To investigate the relationship between Wnt pathway and intrauterine hypoxia-ischemia brain damage.

The gestational rats (15-17days) were randomly divided into sham operation group and transient intrauterine ischemia group. For transient intrauterine ischemia group, the gestational rats' bilateral uterine arteries were clamped for 30 min, followed by reperfusion. For sham operation, animals were subjected to the same surgical procedures, except that bilateral uterine arteries were not clamped. Samples were collected at 24, 48, and 72 h after reperfusion. The whole brain tissues were dissected for Nissl stain and Caspase-3 immumohistochemical. The expressions of GSK-3 beta and beta-catenin protein in the two groups were analyzed with Western Blotting.

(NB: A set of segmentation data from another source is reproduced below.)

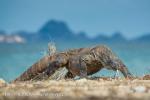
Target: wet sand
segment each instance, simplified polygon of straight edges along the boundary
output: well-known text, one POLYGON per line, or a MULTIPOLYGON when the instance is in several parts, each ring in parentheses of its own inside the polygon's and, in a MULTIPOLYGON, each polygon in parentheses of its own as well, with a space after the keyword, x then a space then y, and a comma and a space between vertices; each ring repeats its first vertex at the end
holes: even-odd
POLYGON ((47 80, 0 84, 0 100, 150 100, 150 80, 47 80))

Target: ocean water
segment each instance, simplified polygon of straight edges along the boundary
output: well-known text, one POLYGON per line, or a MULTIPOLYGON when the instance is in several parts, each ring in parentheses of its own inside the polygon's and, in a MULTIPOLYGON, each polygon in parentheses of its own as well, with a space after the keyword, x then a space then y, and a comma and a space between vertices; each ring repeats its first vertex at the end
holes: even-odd
MULTIPOLYGON (((127 65, 135 76, 150 74, 149 45, 110 45, 111 49, 127 65)), ((66 48, 66 47, 64 47, 66 48)), ((58 48, 59 51, 64 49, 58 48)), ((0 44, 0 78, 11 81, 46 54, 47 44, 0 44)), ((112 76, 115 72, 102 70, 101 76, 112 76)))

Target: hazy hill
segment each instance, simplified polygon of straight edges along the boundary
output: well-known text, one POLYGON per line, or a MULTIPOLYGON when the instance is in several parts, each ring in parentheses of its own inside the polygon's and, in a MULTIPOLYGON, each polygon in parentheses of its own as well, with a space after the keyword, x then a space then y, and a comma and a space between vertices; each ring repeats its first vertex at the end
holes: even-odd
MULTIPOLYGON (((4 35, 4 31, 0 31, 0 35, 4 35)), ((85 32, 75 33, 63 21, 50 20, 45 23, 36 33, 18 31, 14 33, 26 40, 26 43, 31 42, 49 42, 54 41, 60 44, 66 43, 126 43, 126 42, 150 42, 150 34, 138 37, 128 41, 120 32, 115 32, 112 36, 98 35, 95 38, 89 38, 85 32)))

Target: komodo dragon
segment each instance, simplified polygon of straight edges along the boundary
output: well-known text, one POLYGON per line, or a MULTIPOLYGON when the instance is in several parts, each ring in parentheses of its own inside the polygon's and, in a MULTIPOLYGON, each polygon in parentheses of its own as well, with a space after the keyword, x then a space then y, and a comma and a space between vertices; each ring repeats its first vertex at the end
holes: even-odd
POLYGON ((67 75, 71 78, 76 75, 86 77, 98 72, 102 68, 119 70, 126 78, 133 77, 125 64, 108 47, 100 45, 55 53, 51 56, 47 55, 33 64, 21 76, 16 78, 14 82, 31 80, 43 72, 51 76, 61 67, 68 69, 67 75))

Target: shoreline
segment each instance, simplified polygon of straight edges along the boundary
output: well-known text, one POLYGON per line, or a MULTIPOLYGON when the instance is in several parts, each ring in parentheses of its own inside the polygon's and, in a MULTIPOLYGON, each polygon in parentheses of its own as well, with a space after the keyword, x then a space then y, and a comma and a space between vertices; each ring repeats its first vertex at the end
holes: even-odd
POLYGON ((150 80, 80 79, 3 83, 0 99, 150 100, 150 80))

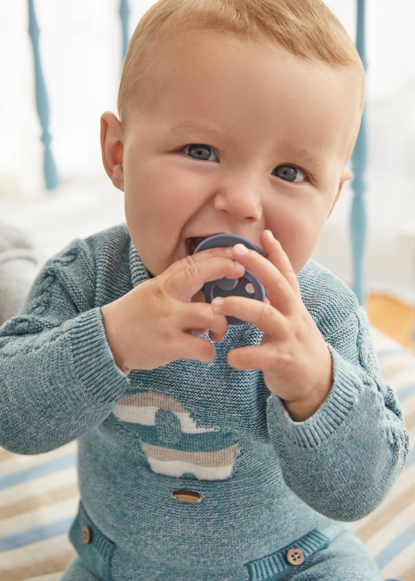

The Nissl body of the transient intrauterine ischemia group decreased and the masculine cell of Caspase-3 was significantly higher than sham operation group at each time point (P < 0.05). The sham operation group is 12.71 +/- 1.42 (24 h), 11.45 +/- 1.50 (48 h), 14.10 +/- 1.29 (72 h) and the transient intrauterine ischemia group is 26.29 +/- 1.64 (24 h), 32.38 +/- 1.05 (48 h), 39.20 +/- 1.88 (72 h). beta-catenin expression between the two groups was no statistically significant difference. However, expression of GSK-3 beta in transient intrauterine ischemia group increased (P < 0.05). The sham operation group is 1.75 +/- 1.07 (24 h), 1.34 +/- 1.03 (48 h), 1.48 +/- 1.10 (72 h) and the transient intrauterine ischemia group is 3.25 +/- 1.34 (24 h), 2.99 +/- 1.26 (48 h), 3.10 +/- 1.35 (72 h).

Wnt pathway may play an important part in intrarterine hypoxia-ischemia brain damage.